The Care Quality Commission (CQC) has rated Woodbourne Priory Hospital in Edgbaston, Birmingham inadequate overall, following an inspection in May.
Woodbourne Priory Hospital has seven wards and is registered to provide care and treatment to children, young people and adults with mental health conditions, including those whose rights are restricted under the Mental Health Act. It is owned by the Priory Group which merged with Partnerships in Care in November 2016.
This unannounced focused inspection was carried out to look at how safe and well led the service was. This was in response to the prevention of future deaths document that the coroner published following their hearing into the death of a person who was using services at Woodbourne in September 2020.
The coroner highlighted five areas of concern impacting on the safe care of patients and contributing to the death. These were record keeping, record keeping quality, risk assessments, serious incidents and the security of the courtyard fences. At this inspection all wards were visited to gain assurance that these concerns had been addressed.
Following the inspection, the overall rating for the service has dropped from good to inadequate. Well-led has also dropped from good to inadequate. Safe has declined from requires improvement to inadequate, and effective, caring and responsive to people’s needs has remained rated as good.
Additionally, at this inspection the provider was issued with a letter of intent under Section 31 of the Health and Social Care Act 2008. They were told CQC were considering using powers to urgently impose conditions on their registration.
The provider was told to submit an action plan within a short timescale that described how it would significantly and rapidly address CQC’s concerns. The provider’s response gave enough assurance they had addressed immediate concerns and therefore CQC did not progress with urgent enforcement action.
Since this inspection, CQC has received information of concern unrelated to the prevention of future deaths document, and carried out a further inspection in August. Following this inspection, the ratings have been suspended
CQC can suspend ratings whilst investigating information of concern. This ensures that people looking for information about an organisation, can be confident that ratings are an up to date accurate reflection of the care being provided.
Craig Howarth, CQC head of hospital inspections for mental health and community mental health services, said:
“When inspectors visited Woodbourne Priory Hospital it was concerning that the management team had not fully responded to information from the coroner’s inquiry. Following our inspection, the provider now knows what issues must be addressed as a matter of urgency to keep people safe.
“During the inspection we found systems and processes put in place following a serious incident hadn’t been fully embedded yet. The service must change processes to ensure a timely review of incidents is carried out and the ongoing monitoring of risks are regularly reviewed by the clinical leadership team.
“It was concerning that at our inspection, staff couldn’t directly observe patients in all outside areas of the wards without physically escorting them. However, since the inspection, staff had completed risk assessments of six outside garden and courtyard areas and removed or reduced any risks they identified. The provider had also updated their risk assessments following concerns raised during the coroner’s inquiry.
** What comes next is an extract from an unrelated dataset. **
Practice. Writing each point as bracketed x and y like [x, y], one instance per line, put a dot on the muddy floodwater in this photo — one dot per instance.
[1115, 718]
“Overall, we found a number of actions had been addressed. However, there is still more work to be done to address some remaining environmental issues.
“The service has submitted an action plan which addresses the concerns raised during the May inspection. However, since then, we have received further information of concern unrelated to the prevention of future deaths document, and carried out a further inspection in August to ensure people are receiving safe care. The findings will be published in a report in due course.
“We will continue to monitor the service closely and will return to check on progress to ensure improvements have been made and embedded.”
Inspectors found:
- The service did not always provide safe care. Staff assessed and managed risk but not always responsively
- There was inappropriate admission onto Acer Ward. We were told that admissions would be limited to transfers from acute wards in the hospital as patients recovered and presented lower risks. When we reviewed recent admissions, we established that some patients had been admitted directly onto the ward that did not fit the admission criteria of low risk
- Work was ongoing to address groundwork in the garden area of Beech Ward.
However
- The daily ‘flash’ meetings allowed for an early review of incidents and the opportunity for lessons to be shared.